Colloquium: Cameron Dean (MIT Laboratory)
Speaker: Cameron Dean
Host: Marzia Rosati
Title: Probing Nuclear Matter with Heavy Flavor Particles
Abstract: One of the fundamental questions posed by physicists today is the nature of matter at high densities and temperatures, and how it can be used to tell us about the formation of the universe. Dedicated facilities at CERN and Brookhaven National Laboratory (BNL) can produce matter under such conditions, known as Quark-Gluon Plasma (QGP). The Relativistic Heavy Ion Collider (RHIC) at BNL began operations in 2000 and has made several key discoveries and observations related to QGP formation. The detectors at RHIC have also undergone various upgrades, pushing QGP research from discovery to precision measurements. As RHIC ceased operations in February 2026, it is important to look at what the data collected at RHIC can tell us about this substance. Now with the electron-ion collider (EIC) coming online in the 2030’s, how can the results and methods used at RHIC help us understand nuclear structure at the EIC?

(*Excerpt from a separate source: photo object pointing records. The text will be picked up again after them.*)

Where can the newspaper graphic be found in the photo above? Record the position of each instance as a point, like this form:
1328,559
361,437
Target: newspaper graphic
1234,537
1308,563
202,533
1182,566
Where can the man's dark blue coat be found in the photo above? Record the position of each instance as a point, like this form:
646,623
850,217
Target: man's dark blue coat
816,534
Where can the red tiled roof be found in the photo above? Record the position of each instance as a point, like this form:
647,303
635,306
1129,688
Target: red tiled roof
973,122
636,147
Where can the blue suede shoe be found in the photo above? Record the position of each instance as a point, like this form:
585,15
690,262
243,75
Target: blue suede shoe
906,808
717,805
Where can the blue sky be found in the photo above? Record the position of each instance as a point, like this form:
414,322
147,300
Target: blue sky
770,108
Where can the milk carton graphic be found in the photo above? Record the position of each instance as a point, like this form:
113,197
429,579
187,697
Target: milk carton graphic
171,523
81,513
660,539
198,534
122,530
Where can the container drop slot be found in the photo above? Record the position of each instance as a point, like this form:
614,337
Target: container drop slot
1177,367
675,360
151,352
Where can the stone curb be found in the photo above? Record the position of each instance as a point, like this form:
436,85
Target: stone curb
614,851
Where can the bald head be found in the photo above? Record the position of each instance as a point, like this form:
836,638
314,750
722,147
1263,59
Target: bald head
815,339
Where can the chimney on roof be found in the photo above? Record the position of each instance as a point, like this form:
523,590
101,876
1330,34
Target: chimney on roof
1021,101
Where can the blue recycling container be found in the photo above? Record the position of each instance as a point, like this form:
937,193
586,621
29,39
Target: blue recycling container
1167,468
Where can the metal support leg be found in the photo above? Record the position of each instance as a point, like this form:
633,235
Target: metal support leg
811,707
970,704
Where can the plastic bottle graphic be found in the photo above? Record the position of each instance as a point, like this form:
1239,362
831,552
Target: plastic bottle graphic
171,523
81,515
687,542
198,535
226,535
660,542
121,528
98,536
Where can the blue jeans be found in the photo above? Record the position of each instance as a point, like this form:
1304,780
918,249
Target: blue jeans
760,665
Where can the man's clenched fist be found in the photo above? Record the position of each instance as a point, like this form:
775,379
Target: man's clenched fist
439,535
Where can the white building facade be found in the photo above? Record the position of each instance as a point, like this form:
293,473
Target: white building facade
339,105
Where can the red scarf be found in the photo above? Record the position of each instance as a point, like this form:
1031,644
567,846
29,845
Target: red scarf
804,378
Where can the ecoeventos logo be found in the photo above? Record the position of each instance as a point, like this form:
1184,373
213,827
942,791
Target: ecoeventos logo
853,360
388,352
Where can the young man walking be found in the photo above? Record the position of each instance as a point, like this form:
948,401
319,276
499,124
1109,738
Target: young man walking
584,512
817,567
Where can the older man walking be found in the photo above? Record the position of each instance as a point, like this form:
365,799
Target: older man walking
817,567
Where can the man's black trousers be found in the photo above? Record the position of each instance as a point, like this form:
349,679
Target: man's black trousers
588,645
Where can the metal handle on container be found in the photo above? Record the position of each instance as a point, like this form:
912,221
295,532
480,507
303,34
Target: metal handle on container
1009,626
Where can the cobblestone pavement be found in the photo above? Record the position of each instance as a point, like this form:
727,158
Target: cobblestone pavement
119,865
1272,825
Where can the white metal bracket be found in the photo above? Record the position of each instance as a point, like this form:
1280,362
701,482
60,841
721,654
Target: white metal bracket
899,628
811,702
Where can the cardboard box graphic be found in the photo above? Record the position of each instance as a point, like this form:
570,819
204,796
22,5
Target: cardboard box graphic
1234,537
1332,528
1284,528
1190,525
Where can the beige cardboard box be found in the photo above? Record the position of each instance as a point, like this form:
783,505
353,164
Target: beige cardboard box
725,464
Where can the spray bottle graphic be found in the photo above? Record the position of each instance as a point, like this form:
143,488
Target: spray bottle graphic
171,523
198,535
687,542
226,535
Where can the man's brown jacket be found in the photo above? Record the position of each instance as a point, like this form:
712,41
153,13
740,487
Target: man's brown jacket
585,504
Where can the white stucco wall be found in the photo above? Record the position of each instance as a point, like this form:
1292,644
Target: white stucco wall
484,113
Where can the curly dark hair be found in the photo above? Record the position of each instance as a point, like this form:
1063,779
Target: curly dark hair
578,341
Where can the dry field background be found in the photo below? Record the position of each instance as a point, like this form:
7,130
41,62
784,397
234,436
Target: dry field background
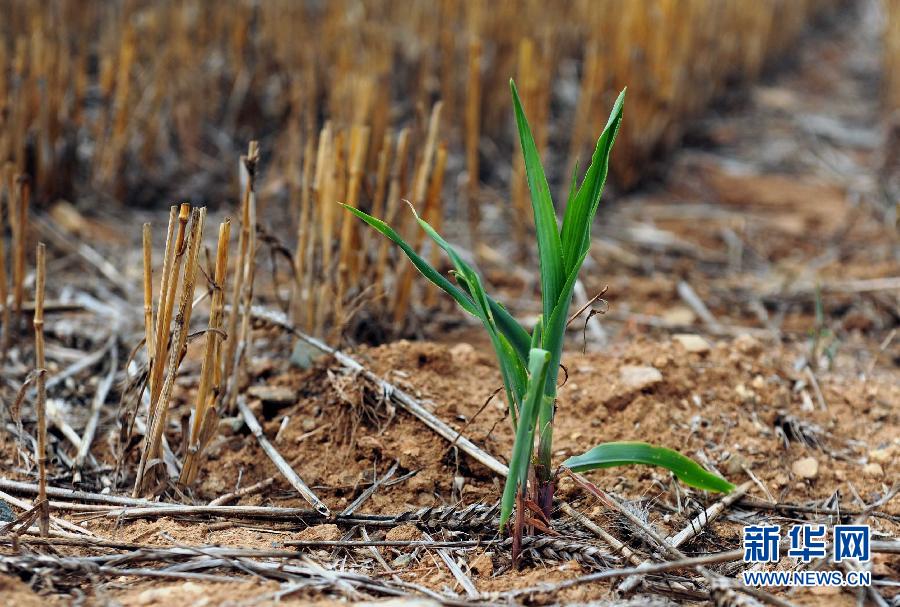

Bio: Cameron Dean is a senior postdoctoral researcher at MIT’s Laboratory for Nuclear Science, specializing in QGP formation in heavy ion collisions. His research involves using the decays of heavy flavor hadrons to probe the properties of QGP and designing silicon vertex detectors to measure precise properties of those decays. He obtained his Master’s degree from the University of Edinburgh in 2014, his PhD from the University of Glasgow in 2019, and was previously a postdoc at Los Alamos National Laboratory before joining MIT in 2022.